Scoperto dal Guardian un documento che attesta le pressioni della National Security Agency sul provider Verizon, col fine di ottenere i dati della propria utenza. Con l'ordine di cedere informazioni su mittenti, riceventi e durata delle chiamate. A testimoniarlo una sentenza emessa dalla Foreign Intelligence Surveillance Court, ma anche gli interessi di Verizon sul piano nazionale per la banda larga inaugurato nel 2010.

È di ieri la notizia, ed è di quelle che fanno tremare un governo. Secondo quanto riportato dal Guardian, la Foreign Intelligence Surveillance Court avrebbe messo sotto pressione il provider Verizon, imponendogli con una sentenza la cessione in blocco dei dati dei propri utenti. A provarlo un documento top secret ottenuto dal giornale e divenuto oggi di dominio pubblico.

La notizia ha ovviamente allarmato mezza America, ponendo in questione non solo la presunta svolta imposta da Obama nelle strategie di lotta al terrorismo, ma anche il limite imposto dalla giurisprudenza americana tra metadati (mittente, ricevente, durata) e contenuto delle utenze.

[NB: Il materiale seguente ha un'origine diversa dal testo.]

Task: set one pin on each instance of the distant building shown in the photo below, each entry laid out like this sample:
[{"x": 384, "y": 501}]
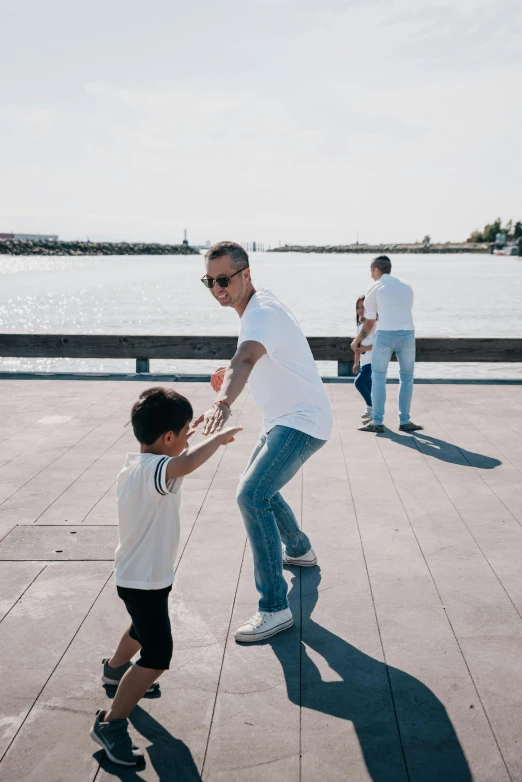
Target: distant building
[
  {"x": 30, "y": 237},
  {"x": 37, "y": 237}
]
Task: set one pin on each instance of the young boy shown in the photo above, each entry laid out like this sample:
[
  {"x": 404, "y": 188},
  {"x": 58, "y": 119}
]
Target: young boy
[{"x": 148, "y": 493}]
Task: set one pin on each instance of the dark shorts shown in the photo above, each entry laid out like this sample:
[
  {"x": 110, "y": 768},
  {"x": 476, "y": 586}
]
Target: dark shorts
[{"x": 149, "y": 611}]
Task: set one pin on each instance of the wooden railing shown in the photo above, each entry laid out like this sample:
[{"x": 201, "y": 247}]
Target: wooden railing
[{"x": 145, "y": 348}]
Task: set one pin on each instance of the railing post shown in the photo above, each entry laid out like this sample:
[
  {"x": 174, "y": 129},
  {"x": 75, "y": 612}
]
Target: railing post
[
  {"x": 142, "y": 366},
  {"x": 344, "y": 368}
]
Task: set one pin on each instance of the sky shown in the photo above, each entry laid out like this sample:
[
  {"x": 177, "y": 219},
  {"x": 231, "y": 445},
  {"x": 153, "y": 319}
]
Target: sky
[{"x": 279, "y": 121}]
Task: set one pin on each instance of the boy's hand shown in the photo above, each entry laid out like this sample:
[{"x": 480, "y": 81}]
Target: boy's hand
[
  {"x": 215, "y": 418},
  {"x": 216, "y": 381},
  {"x": 228, "y": 434}
]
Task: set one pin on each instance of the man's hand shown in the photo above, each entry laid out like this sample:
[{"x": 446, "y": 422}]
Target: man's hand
[
  {"x": 228, "y": 435},
  {"x": 216, "y": 381},
  {"x": 215, "y": 418}
]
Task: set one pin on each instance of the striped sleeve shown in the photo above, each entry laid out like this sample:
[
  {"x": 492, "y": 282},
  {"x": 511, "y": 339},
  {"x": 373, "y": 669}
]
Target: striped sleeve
[{"x": 160, "y": 475}]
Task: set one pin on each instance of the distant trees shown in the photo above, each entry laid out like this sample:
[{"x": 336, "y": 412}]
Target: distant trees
[{"x": 492, "y": 229}]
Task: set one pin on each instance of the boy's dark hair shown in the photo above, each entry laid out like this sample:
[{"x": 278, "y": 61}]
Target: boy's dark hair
[
  {"x": 383, "y": 263},
  {"x": 159, "y": 410},
  {"x": 238, "y": 254}
]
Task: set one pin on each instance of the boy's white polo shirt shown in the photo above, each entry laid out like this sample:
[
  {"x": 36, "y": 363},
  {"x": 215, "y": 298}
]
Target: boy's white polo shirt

Ad essere sottoposti all'occhio vigile della NSA (National Security Agency) sarebbero infatti tutti i dati, elaborati dalla sentenza come blocco unico da inviare - e con una certa celerità - da Verizon ai servizi d'intelligence americani. Indifferentemente dalla condizione dell'utente.

La strategia è dunque quella grossolana e pericolosa di una ricerca untargeted, ossia non puntata su indizi di fondo, e dunque destinata o ad essere generica e inefficiente o soffocante e oppressiva. Se dunque EFF fa scalpore dichiarando che la NSA sta spiando un milione di americani, di certo appare chiaro che l'automatismo che ne origina potrebbe portare - o aver portato - disastri in seno all'intelligence statunitense. Oltre infatti a indicare una chiara violazione delle strategie di prevenzione del crimine, necessariamente legate ad una minima fondatezza dell'ipotesi di reato, mette a rischio di sovraccarico l'intero sistema, oberato da una massa di dati insignificanti. A meno certo di voler istituire un controllo ferreo sull'opinione pubblica, ma questo non sarebbe esattamente auspicabile.

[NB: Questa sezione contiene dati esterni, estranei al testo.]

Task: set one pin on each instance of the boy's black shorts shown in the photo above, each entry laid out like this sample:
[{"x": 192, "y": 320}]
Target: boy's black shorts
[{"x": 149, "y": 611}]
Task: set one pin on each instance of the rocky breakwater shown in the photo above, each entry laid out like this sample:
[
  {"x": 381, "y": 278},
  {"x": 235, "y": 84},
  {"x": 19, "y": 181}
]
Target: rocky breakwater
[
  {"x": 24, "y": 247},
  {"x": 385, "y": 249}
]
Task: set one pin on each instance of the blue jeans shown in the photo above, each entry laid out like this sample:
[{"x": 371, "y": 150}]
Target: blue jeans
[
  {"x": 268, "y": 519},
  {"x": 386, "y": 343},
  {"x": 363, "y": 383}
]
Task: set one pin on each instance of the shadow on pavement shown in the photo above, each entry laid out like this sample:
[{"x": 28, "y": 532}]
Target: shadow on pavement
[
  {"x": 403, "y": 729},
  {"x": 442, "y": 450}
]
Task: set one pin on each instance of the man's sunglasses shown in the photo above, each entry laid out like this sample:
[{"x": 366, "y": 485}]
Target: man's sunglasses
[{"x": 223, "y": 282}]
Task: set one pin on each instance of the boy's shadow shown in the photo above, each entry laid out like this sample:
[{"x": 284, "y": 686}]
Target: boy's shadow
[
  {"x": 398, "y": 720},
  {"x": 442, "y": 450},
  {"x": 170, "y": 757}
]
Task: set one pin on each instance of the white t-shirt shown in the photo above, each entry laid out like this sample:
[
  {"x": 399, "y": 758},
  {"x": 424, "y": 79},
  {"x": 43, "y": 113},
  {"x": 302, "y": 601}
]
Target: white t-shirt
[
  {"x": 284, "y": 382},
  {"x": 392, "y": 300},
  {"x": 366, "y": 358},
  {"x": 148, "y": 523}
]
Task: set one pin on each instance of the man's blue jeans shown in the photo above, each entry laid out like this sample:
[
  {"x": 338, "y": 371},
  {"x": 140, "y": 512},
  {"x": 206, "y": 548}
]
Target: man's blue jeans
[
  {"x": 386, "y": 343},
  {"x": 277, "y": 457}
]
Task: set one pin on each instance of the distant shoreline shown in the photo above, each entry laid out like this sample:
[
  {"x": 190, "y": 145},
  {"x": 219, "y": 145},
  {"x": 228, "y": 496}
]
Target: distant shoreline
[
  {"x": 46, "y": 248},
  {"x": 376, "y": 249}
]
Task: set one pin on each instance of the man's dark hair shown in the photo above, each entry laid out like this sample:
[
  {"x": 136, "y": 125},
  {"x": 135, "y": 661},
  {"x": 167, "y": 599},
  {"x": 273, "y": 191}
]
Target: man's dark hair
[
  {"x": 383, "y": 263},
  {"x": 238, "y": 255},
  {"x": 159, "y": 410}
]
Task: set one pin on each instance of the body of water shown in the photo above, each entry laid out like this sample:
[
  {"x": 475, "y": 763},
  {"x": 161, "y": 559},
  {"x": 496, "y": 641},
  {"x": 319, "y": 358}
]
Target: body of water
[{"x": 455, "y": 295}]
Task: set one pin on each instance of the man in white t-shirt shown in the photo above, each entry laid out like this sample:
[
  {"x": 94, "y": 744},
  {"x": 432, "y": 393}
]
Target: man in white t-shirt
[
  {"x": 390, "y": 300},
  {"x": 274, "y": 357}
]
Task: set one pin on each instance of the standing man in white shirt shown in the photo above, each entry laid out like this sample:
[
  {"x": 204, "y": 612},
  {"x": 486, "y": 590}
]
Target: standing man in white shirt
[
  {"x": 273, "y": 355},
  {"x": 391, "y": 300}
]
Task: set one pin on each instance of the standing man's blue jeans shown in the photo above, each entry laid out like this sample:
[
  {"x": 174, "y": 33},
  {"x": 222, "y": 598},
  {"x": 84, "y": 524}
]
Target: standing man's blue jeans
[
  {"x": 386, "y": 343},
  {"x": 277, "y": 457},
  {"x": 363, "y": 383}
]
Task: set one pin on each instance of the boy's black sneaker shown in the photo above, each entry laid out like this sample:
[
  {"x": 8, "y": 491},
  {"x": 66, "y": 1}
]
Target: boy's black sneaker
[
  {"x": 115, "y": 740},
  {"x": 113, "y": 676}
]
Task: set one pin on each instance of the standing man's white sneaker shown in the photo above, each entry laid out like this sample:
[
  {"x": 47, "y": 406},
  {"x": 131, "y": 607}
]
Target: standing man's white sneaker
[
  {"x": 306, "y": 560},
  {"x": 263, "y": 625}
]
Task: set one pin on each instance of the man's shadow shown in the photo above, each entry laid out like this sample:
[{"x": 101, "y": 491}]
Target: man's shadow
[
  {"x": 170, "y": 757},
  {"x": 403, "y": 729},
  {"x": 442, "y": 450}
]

Ma cosa potrebbe indurre un gigante da 93,2 miliardi di fatturato (dati 2007) a sottoporsi ad un controllo così stringente? Soldi, si dirà. Ed in effetti è così. Tanti, tanti soldi derivazione di un progetto portato avanti dall'amministrazione del primo mandato Obama. È nel 2010 infatti che il governo da vita al Broadband National Plan, allo scopo di assicurare la copertura delle linee a banda larga in tutto il paese.

Si tratta chiaramente di un grosso, immenso affare per chiunque commerci in ambito di infrastrutture informatiche, come puntualmente evidenziato da Bloomberg. Il giro di denaro è da capogiro: le stime - probabilmente da aggiornare al ribasso - raggiungono i 350 miliardi di dollari. Chiaro come per un favore del genere poi logica voglia che si contraccambi con altrettanta generosità.

Tant'è che la liquidità di Verizon passa da un tetro -7,773 milioni nel 2009 ad un ben più roseo +4,659 nel 2010 (qui i dati). Un miglioramento foriero di ulteriori impennate negli asset, che passeranno da 220 miliardi nel 2010 ai 230 nel 2011, segnando una svolta positiva per le finanze consolidate del gruppo. 

Verrebbe da credere - ma proprio a voler pensar male - che nulla è dato via perché poi non ne derivi un sostanzioso tornaconto. L'idea che all'origine di questo scandalo vi siano le velleità della NSA di ottenere da Verizon un così succulento potere, potremmmo concluderne, non è in fondo poi così campata in aria. È pur sempre vero - e il collega Google l'ha ampiamente dimostrato - che i vecchi principi valgono ancora: pecunia non olet.